The sound of horses’ hooves plodding along came to their ears.
“Hey!” called Lord Guy. “I say, driver!”
The bulk of a carriage loomed up, a blacker blackness in the fog.
“I’m lost,” came a plaintive voice from the box. “Strothers is the name. You sound like a gentleman.”
“George Strothers!” cried Lord Guy. “It is I, Carlton.”
Lord G
uy turned to Esther. “One of my drinking companions,” he said. He turned back to the carriage. “Strothers, take us up and get us somewhere civilised.”
“Can’t,” said Mr. Strothers. “Try your hand with the ribbons if you like, Carlton, but I’ve been driving my poor beasts around and around for hours trying to find the way home.”
Mr. Strothers slid along to the passenger seat, and Lord Guy helped Esther up onto the box. Lord Guy took the reins, and, with Esther between them, they set out through the fog.
By dint of stopping when they saw a linkboy’s torch and by diligently asking every shape they could see in the fog, Lord Guy and Esther managed to pilot the carriage up into Broad Street, along Broad Street to High Street and then into Oxford Street, down Bond Street, round into Hay Hill and so into Berkeley Square. Esther and Lord Guy thanked Mr. Strothers and sent him on his way to his house in Hill Street off Berkeley Square. Esther thought it odd that she did not even know what Mr. Strothers looked like.
To her distress, Lord Guy followed her into her home. She was overset with the events of the evening, the effects of the punch were melting away, and she was becoming horrified at her own behaviour. Miss Fipps appeared in her undress, wearing quite the largest nightcap Lord Guy could ever remember seeing. She cooed with distress over Esther’s adventures, her faded eyes wide with distress, and Esther, who had planned to dismiss Miss Fipps, found herself glad of her companion’s motherly concern.
But no sooner had Miss Fipps seen the couple furnished with the tea-tray and warmed by a roaring fire than she smiled gently on both of them and drifted out of the room, leaving them alone together.

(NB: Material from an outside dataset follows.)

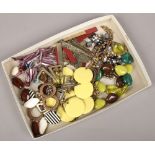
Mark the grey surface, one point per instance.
(132, 120)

“A fine chaperone I have chosen,” said Esther bitterly.
“As far as my cousin is concerned,” said Lord Guy, “we are engaged and want to be together. Come! Drink your tea and go to bed. I have no intention of laying a finger on you. This repellent room is enough to put anyone off.”
“This is a charming and well-furnished room,” said Esther hotly.
He raised one eyebrow and looked from the open Bible to the grim furniture and the gloomy hangings.
“You see!” went on Esther when he did not reply. “Why should I marry? Why should I have my taste criticised and the equilibrium of my life upset?”